Alors que nous sommes à près d’un an de la fin du chronogramme de la transition de 24 mois fixé en commun en accord avec la CEDEAO, des voix commencent à s’élever, pour demander qu’on rallonge la durée de la transition. C’est le cas justement du coordonnateur du front national pour la défense de la transition (FNDT).
Chez nos confrères d’Espace FM ce lundi 09 Octobre 2023, Kéamou Bogola Haba a déclaré qu’il faut rediscuter le chronogramme, en tenant compte des trois dimensions telle que définie par le Colonel Mamadi Doumbouya. Ce défenseur de la transition pense que la durée de 24 mois ne suffit pas, dans la mesure où dit-il, elle ne tient pas compte de la dimension économique et sociale de la transition.
‘’D’abord, la transition, elle doit être rediscutée, ça c’est d’abord le principe. Pourquoi? Parce que par le fait, il y a le discours de New-York et du 2 octobre qu’il faut prendre en considération. Dans les faits, le Colonel quand il est arrivé, il a demandé à toute la classe politique et la société civile qu’est-ce que vous voulez qu’on fasse de cette transition? Évidemment, chacun a déposé un mémorandum et c’est sur la base de ces mémorandums, que le Colonel a défini les priorités. Tout le monde était d’accord que la question de la cohésion sociale soit une priorité à travers la réconciliation. Et c’était basé sur le travail qui a été fait en 2015 par les religieux. Le Colonel a demandé les assises nationales, on a eu 45 recommandations. Ces 45 recommandations constituent l’agenda social que nous demandons aux militaires de faire. Ce qui veut dire clairement, que nous avons un agenda social défini en 45 recommandations. De l’autre côté, nous avons dit il faut absolument le retour à l’ordre constitutionnel. Tout le monde était d’accord sur cela et nous savons qu’est-ce qu’il faut ? Nous savons oui, il ne faut pas faire les erreurs du passé, il faut absolument que toutes les élections soient organisées avant que le nouveau président prenne fonction. Nous sommes tous tombés d’accord sur un agenda en dix (10) points. Le travail qui a été fait par les assises, il n’y a pas eu chronogramme dernière pour dire dans ça, qu’est-ce qu’on fait pendant la transition et qu’est-ce qu’on fera après la transition ? Le procès du 28 septembre qui est en cours, nous ne savons pas quand ça va finir. Nous sommes d’accord sur un agenda de la réconciliation, nous sommes d’accord qu’on a un agenda national pour le retour à l’ordre constitutionnel, mais, maintenant là, le Colonel a pris des engagements aussi par rapport à l’économie. Pendant que nous sommes ici, la priorité de l’État se sont des infrastructures, l’agenda doit être rediscuté et qu’on rediscute le chronogramme’’, a t-il déclaré, avant d’ajouter qu’il est aujourd’hui urgent, de se mettre autour de la table, pour définir à nouveau le contenu à donner à la transition en Guinée.

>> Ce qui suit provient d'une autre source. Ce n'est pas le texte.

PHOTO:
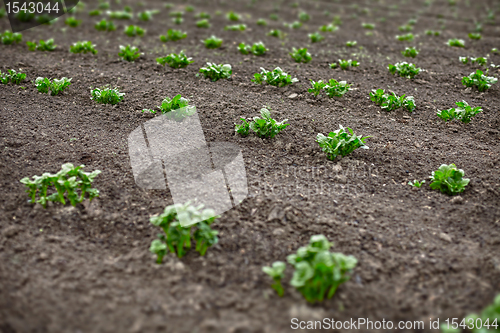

‘’Il faut qu’on se retrouve autour de la table et qu’on rediscute le chronogramme en tenant compte de ces trois dimensions cette fois-ci. Parce que nous sommes en train d’exécuter l’agenda économique de la transition, alors que nous n’avons pas tenu compte de ce volet. Il faut rediscuter parce que tout simplement, nous avons compris que le contenu qu’on a donné à la transition, il vaut plus que ça. Si nous avons tous appelé les militaires à prendre le pouvoir le 05 septembre, c’est parce que les politiques n’ont pas été capables de résoudre nos problèmes économiques, politiques y compris le plan social. C’est pourquoi, il y a eu le 05 septembre. Et dans ce cas là vérité voudrait qu’on s’accorde sur le contenu de la transition, en fonction de ces trois dimensions’’, a martelé Kéamou Bogola Haba dans les Grandes Gueules.
Facinet CAMARA, pour Lerevelateur224.